Figure 4. Assay in droplet. A – positive sample after encapsulation (time 0); B – positive emulsion containing the enzyme (top) next to control emulsion (bottom); C – mixed emulsion of positive and control sample: no leakage is observed after 2 days incubation.
Live assay on cell suspension
Purified SagAP60 and RA control were used on a suspension of S. aureus to test the starting antimicrobial activity. The test was carried out as cell growth assay, by observing the increase of OD600 of cells suspended in LB medium (Fig 5).
Figure 5. S. aureus growth inhibition assay. Blue – background (buffer); Cyan – RA control; Green - SagAP60; Yellow – cell negative control, without any enzyme added.

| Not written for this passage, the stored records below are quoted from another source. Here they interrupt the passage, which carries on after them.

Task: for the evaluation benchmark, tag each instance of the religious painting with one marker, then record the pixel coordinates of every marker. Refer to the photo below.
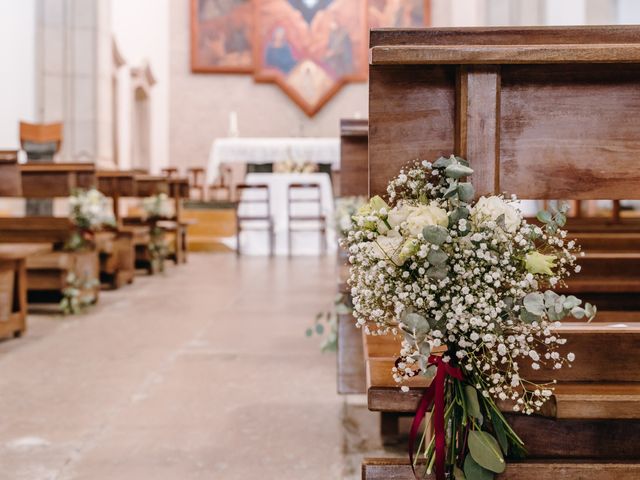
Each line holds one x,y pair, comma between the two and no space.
311,48
222,36
398,13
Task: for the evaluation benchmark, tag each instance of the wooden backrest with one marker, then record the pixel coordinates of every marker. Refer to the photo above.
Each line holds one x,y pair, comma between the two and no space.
54,230
542,112
354,157
10,184
50,180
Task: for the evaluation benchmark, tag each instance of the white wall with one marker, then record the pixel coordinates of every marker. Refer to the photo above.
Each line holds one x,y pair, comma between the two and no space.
17,68
141,30
628,11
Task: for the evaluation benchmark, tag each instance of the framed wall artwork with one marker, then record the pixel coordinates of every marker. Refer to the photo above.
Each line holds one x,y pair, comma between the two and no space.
222,36
309,48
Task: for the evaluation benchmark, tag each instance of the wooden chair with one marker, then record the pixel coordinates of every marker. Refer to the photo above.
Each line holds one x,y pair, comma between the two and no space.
170,172
297,196
518,104
254,195
196,181
222,184
13,286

From the results it appears that the added proteins have a positive effect on growth compared to negative control: we believe this is due to the fact that they were added to the assay as glycerol stocks, providing an additional carbon source we haven’t accounted for, with a 4% glycerol final concentration in the well. For this reason, this test will be repeated using dialysed protein sample.

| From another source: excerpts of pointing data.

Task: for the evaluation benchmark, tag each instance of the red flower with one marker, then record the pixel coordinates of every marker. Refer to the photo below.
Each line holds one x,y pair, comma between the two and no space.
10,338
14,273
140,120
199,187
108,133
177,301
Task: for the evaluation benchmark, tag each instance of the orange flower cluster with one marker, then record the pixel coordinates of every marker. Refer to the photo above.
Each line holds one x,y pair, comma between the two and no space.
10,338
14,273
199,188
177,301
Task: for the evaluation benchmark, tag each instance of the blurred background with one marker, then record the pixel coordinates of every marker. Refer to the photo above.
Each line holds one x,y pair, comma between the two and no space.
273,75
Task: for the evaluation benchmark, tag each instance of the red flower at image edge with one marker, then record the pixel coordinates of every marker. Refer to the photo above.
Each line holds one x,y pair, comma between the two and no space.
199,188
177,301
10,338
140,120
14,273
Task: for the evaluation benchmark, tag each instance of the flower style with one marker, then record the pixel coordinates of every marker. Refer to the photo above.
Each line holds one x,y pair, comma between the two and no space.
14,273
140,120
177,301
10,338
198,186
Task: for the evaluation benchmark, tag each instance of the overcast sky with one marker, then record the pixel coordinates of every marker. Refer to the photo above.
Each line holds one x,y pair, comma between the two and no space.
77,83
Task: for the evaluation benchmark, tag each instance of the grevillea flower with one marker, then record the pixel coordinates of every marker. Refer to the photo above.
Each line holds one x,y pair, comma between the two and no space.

Even though the addition of SagAP60 impacted cell growth negatively (compared to negative control and RA), the difference may be insignificant (Figure 6). It also appears that RA impacts cell growth positively in some unknown mechanism. It is unclear why this is observed. At this point, it is clear that for evaluating lytic activity on live cells an active site mutant control will be needed. Also, it is apparent, that SagAP60 does not lyse S. aureus cell wall efficiently. This is probably explained by the low activity of enzymes which may be increased by directed evolution.

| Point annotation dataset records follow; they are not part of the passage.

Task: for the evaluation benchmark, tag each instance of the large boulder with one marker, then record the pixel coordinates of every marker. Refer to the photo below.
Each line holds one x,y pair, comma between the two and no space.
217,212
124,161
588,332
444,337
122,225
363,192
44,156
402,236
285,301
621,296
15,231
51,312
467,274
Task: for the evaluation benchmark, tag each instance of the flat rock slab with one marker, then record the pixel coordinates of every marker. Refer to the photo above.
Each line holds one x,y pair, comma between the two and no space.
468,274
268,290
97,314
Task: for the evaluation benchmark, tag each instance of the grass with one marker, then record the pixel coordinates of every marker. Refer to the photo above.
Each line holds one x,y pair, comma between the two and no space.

Figure 6. S. aureus growth inhibition assay. Blue – background (buffer); Cyan – RA control; Green - SagAP60; Yellow – cell negative control, without any enzyme added. This assay was performed using re-purified proteins after the submission of the report.
Discussion
These preliminary proof-of-concept experiments confirm the effectiveness of our directed evolution strategy. We verified that the C-terminal NlpC/P60 domain of SagA can digest the FRET D-L-peptide-based molecular beacon and that the absence of the N-terminal domain is not necessary for the protein to display activity. Enzyme activity under the tested conditions is sufficient to generate a fluorescent signal detectable above background in both in microtiter plate and droplet assays. Commonly, the fluorophores present in commercially available fluorogenic substrate are exchanged between the fluorescent positive droplets – where the reactions occurred – and the negative ones, posing a relevant technical issue for the sorting step; the cleavage of the peptide beacon releases the fluorophore covalently bonded to 3 amino acids residues, greatly increasing its solubility and favouring the long-term retention in the droplet. This was confirmed by the fluorophore exchange assay. We also carried a preliminary experiment to assess the effect of the native SagA Nlpc/P60 domain as S. aureus antimicrobial agent; however, this first results don’t allow to draw any significant conclusion. Further experiments will be necessary to determine the antimicrobial activity of the starting endolysins by titration using different purified enzyme concentration. Overall, we believe that this project represents an interesting proof of concept for the development of new antimicrobial agents based on the currently underused NlpC/P60 peptidase protein family and for the development of enzymes targeting peptides harbouring non-canonical amino acids.